Мне три года... Младшая группа... Вот детская толпа, которая хаотично перемещается по алтарному пространству с полукруглой стеной… и меня накрывает удивление: зачем дети возят туда-сюда фанерные повозки и тусклые автомобильчики? Да еще порыкивают? Зачем они дерутся?... зачем качают и трясут ободранных кукол – и тут же тащат их куда-то, схватив за одну ногу? Хочется спрятаться, но некуда укрыться – только если в себя.
И тут неожиданно выясняется, что по углам групповой комнаты существует вполне разумная жизнь – там царит «махнемся не глядя»… И я  краем глаза я вижу - успела заметить! - нечто восхитительное в руках у одиноко стоящего мальчика. Это чудо оказалось, о счастье!  никому из менял не нужным – и вот я прошу у владельца  шепотом: «Дай посмотреть!»…
Но и он требует от меня для мены «не глядя» - что? Что это, трудно припомнить, но точно что-то, что для меня совсем ничего не значит… карандаш с двухцветным грифелем? Какие-то железки? Пузыречек с духами? Что-то такое было у меня. О! Это химический карандаш. Когда его слюнишь, он пишет фиолетовыми чернилами.
И вот я с нетерпением ожидаю вечера – и утра – чтобы это что-то, предназначенное для мены, поскорее принести обладателю Сокровища. Как нарочно – время тянется.
Наконец вечер! Мама двигается как во сне – еле-еле… вдруг потянула меня за руку в сторону от дома – в какую-то бер-кассу оплатить «жировку»… Что такое «берк», мама? Гора это, отвечает за маму дядя из очереди… мы все стоим в полутьме, сошли в нее по лесенке после сияния улицы.

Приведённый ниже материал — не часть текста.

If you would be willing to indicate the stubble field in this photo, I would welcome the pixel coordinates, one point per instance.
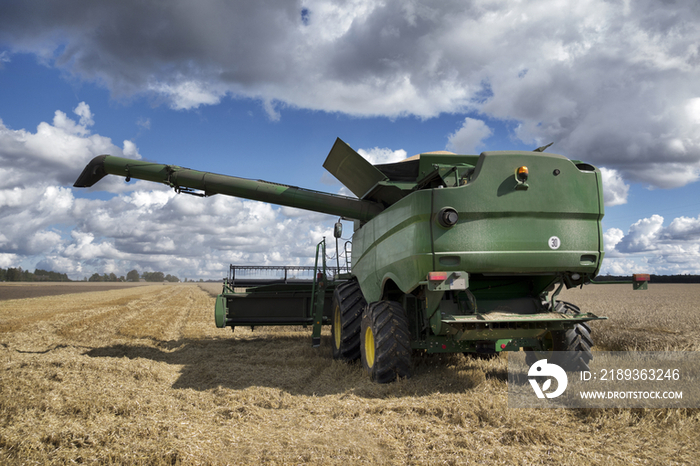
(140, 375)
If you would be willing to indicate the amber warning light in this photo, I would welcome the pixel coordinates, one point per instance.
(521, 174)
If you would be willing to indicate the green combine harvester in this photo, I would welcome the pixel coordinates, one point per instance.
(450, 253)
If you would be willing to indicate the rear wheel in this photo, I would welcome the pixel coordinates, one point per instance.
(385, 342)
(572, 347)
(348, 304)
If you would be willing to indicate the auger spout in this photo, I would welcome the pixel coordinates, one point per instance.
(185, 180)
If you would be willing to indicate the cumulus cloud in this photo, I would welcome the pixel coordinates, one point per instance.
(470, 136)
(143, 225)
(615, 190)
(612, 83)
(651, 247)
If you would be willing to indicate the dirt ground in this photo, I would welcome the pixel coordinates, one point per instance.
(140, 375)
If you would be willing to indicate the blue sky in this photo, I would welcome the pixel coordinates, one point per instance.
(262, 90)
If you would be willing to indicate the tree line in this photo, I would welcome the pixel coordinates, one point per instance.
(13, 274)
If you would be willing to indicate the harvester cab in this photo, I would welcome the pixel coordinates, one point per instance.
(450, 253)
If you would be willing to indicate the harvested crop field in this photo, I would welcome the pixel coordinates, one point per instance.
(140, 375)
(21, 290)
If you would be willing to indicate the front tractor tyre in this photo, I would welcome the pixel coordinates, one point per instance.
(385, 342)
(348, 304)
(572, 348)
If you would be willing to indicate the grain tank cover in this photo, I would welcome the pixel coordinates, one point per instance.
(351, 169)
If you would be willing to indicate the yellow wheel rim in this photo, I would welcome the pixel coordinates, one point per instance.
(337, 327)
(369, 347)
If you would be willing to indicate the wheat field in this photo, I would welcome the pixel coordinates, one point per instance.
(142, 376)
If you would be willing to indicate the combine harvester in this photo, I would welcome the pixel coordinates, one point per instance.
(450, 253)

Низкие своды… это пещера… теперь понятно – берг-касса, берег-касса – это такая высокая стойка, а за ней – сутулая женщина под черной изогнутой лампой, в круге яркого света. Горбатая? Она шелестит и звякает деньгами… над златом чахнет, бедная… О, у нее химический карандаш. Фиолетовые губы… Жировка – желтая бумажка в цифрах, маслянистая на ощупь – ясное дело, жирная. Я брезгливо отстраняюсь…

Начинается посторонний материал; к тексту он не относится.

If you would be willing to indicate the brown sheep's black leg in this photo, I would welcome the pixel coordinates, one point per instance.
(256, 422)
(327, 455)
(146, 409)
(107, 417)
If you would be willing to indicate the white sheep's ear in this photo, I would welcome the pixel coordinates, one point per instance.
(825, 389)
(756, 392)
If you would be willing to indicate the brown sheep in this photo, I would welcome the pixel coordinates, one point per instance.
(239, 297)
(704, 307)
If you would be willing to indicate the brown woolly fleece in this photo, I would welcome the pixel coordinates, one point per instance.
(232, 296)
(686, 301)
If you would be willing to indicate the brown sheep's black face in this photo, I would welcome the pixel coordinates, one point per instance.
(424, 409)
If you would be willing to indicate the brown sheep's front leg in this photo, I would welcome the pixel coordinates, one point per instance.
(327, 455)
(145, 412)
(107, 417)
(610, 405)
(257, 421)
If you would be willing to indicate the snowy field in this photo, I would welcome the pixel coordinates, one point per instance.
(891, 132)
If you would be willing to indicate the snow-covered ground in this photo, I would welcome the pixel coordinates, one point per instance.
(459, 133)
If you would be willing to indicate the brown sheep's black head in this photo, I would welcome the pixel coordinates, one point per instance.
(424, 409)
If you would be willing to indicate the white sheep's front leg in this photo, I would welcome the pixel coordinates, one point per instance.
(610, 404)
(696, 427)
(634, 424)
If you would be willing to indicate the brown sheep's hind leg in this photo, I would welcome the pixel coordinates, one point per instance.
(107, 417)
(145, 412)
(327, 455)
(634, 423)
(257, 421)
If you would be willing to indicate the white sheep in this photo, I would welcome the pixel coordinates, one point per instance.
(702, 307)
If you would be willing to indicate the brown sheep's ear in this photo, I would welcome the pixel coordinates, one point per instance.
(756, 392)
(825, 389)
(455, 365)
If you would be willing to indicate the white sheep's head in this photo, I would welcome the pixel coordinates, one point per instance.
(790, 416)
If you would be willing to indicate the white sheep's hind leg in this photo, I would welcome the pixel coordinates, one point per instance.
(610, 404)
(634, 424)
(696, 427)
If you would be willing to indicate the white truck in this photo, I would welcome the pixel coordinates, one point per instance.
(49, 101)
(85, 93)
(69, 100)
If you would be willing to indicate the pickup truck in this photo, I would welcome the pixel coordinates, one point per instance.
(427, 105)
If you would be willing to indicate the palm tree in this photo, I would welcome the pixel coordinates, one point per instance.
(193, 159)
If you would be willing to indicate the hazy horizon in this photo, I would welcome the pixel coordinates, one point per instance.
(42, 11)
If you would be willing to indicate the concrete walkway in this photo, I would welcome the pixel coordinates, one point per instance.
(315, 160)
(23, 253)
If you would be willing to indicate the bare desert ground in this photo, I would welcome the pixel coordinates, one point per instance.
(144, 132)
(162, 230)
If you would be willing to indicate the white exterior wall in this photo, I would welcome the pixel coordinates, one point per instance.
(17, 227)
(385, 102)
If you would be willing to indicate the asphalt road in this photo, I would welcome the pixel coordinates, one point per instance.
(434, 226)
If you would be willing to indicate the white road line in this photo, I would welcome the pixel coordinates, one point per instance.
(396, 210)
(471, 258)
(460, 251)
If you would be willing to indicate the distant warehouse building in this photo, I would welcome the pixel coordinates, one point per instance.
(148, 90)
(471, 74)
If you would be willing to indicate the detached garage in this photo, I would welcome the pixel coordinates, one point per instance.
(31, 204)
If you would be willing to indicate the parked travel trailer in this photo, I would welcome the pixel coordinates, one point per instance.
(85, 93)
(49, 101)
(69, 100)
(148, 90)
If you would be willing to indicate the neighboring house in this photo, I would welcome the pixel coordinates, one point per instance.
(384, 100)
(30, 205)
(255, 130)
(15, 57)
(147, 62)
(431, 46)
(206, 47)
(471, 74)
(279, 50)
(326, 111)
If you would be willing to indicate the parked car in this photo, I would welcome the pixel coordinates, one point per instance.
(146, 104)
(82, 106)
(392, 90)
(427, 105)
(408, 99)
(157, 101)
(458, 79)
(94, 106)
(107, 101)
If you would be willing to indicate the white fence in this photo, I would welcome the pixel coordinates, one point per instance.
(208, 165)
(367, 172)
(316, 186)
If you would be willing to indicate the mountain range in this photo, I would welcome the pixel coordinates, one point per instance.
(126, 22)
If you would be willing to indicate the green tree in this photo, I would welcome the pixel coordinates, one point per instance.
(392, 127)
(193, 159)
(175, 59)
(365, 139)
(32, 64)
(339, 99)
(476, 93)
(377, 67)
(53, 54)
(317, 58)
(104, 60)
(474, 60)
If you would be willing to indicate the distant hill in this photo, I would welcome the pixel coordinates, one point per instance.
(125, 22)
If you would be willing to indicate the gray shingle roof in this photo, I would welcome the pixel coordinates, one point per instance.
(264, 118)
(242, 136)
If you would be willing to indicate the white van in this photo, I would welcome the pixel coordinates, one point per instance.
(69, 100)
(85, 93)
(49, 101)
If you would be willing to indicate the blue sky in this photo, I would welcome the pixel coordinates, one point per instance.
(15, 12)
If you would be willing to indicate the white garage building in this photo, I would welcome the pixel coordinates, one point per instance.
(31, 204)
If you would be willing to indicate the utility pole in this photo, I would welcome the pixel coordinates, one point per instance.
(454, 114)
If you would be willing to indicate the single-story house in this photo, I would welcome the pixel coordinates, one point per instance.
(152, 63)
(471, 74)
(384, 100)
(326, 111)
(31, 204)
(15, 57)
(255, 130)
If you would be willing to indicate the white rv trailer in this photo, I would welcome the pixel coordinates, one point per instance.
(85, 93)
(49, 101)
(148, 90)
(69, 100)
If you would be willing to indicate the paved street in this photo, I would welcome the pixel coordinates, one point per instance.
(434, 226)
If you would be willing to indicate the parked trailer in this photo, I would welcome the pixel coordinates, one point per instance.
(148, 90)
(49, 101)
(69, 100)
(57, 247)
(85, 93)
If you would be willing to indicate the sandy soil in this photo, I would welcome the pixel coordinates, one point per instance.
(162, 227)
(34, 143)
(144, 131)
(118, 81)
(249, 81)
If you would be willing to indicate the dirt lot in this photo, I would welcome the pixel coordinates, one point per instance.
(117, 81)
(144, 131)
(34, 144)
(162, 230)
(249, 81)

Тянется время… дома нашелся мой заветный химический карандаш - и я  уже припрятала его в специальный кармашек с вышитой белочкой… Ночь длится без конца, все плывут и плывут по потолку полоски белого света… И звякает трамвай глубоко в темноте переулка…
На утренней улице пахнет лиственной свежестью, корицей и немного бензином. Окна блестят, словно их помыли. На бульваре разноцветье кленовых листьев – как спелые гроздья винограда. Мир легко вдыхается прохладой, воздух вкусный, как родниковая вода.

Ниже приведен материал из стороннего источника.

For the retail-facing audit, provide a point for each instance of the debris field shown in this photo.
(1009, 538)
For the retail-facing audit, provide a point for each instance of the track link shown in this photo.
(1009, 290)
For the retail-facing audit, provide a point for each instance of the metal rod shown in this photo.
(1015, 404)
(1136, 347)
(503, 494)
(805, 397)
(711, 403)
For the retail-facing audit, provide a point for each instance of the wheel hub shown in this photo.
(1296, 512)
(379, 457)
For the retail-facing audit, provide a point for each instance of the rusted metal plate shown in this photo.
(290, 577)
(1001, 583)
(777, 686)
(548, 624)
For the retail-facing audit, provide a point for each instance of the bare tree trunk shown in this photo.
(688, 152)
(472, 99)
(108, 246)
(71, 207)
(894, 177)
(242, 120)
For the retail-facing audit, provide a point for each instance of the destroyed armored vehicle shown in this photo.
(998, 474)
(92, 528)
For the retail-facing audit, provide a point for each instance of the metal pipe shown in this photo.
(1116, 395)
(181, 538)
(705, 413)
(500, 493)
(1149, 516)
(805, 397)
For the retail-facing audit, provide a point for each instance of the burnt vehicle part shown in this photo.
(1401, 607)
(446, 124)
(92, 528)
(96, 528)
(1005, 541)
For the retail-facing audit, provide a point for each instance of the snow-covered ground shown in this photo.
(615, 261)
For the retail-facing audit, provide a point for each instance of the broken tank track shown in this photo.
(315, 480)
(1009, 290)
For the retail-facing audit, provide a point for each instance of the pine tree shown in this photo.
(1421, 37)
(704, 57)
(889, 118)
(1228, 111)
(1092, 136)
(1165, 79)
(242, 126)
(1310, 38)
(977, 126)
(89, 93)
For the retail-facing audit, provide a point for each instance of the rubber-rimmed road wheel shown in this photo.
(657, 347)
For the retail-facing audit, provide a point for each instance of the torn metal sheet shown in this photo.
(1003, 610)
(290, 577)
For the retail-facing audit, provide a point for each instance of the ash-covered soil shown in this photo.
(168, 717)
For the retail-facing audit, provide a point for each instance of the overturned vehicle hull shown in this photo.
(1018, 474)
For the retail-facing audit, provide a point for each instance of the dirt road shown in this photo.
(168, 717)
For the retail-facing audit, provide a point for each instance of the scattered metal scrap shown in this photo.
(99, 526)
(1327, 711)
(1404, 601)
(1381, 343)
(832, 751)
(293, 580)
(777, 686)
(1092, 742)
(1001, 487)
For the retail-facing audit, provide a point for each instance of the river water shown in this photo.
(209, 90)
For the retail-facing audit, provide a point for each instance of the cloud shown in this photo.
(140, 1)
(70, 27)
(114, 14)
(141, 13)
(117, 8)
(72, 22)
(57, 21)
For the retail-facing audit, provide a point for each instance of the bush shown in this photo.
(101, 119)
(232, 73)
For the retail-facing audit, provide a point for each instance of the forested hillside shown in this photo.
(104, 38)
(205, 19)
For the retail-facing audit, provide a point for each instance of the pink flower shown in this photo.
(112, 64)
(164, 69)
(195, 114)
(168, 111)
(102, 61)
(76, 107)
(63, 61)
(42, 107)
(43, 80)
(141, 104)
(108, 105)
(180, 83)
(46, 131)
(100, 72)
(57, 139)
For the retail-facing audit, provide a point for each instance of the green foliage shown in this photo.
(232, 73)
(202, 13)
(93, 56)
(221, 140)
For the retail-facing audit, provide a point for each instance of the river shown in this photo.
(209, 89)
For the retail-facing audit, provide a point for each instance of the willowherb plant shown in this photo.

Тянется пресный завтрак в саду – все не кончается – и вот наконец… неужели мальчик отдаст Сокровище еще кому-то? Тому, кто первый принесет такой нужный ему химический карандаш?... Он смотрит на меня и напряженно щурится – «давай скорей!» - похоже, он тоже торопится…
И вот – на мою ладонь наконец-то прилег неожиданно теплый темно-коричневый бок…я забиваюсь в угол… сажусь спиной к стене и чувствую, что стала для всех невидимкой: возят тележки… таскают кукол… дерутся… нянька зевает… Никто не смотрит.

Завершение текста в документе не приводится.